Physics can be tightly coupled to other computational needs of the engine, so waiting some 10^5 to 10^7 cycles is just not acceptable. Both previous gen consoles had the same sort of latency issues as our video cards do, even though the XB360 had a unified RAM setup.
The solution to physics is better CPUs, and better usage of them. On PCs, AVX2 holds far more promise than anything over on the GPU. Eventually, the CPU will be a fully heterogeneous device, with SISD and MIMD side by side, sharing an ISA (AVX2 being the first practical step for x86). For now, with GPU and CPU as separate entities, better to improve things on the CPU side, so that the major limits are cache and RAM access only. LLC could be 50 cycles, RAM 100-200 cycles, the GPU 1000+ cycles (much longer to actually push to or pull from GPU RAM, which physics will need to do, and longer if going over PCI-e, though pinning down a particular value would be difficult), and so on, not even counting any software overhead.

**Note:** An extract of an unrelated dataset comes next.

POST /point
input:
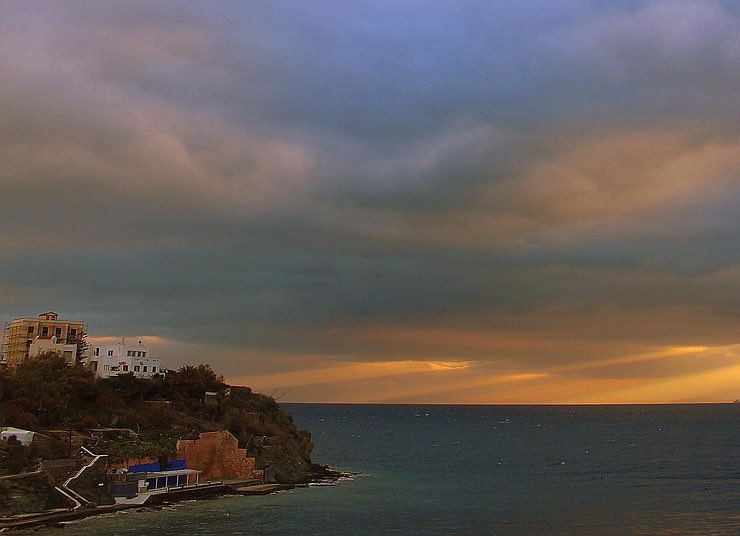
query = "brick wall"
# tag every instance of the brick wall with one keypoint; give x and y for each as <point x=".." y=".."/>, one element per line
<point x="218" y="455"/>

If they can do it on the GPU this time around (quite possible, the since the latency for a direct implementation will only be a bit more than that of RAM accesses), and actually benefit from that in some given game (for some games, it will hurt FPS, and the CPU will get used, anyway--8 CMP cores with 128-bit AVX support should not be scoffed at), don't expect that to transfer back to your PC. If it even could, it would only do so for a limited number of AMD APUs. Amdahl's law only works trivially, as described, if all operations, including all data accesses, take the same amount of time, and if youdon't care how long it takes to complete a work unit (see Gunther's Law). If you end up waiting on the other device for longer than is reasonable to set up rendering for a given frame, no amount of GFLOPS is good enough--it could complete the work instantly, from your POV, and still be too slow.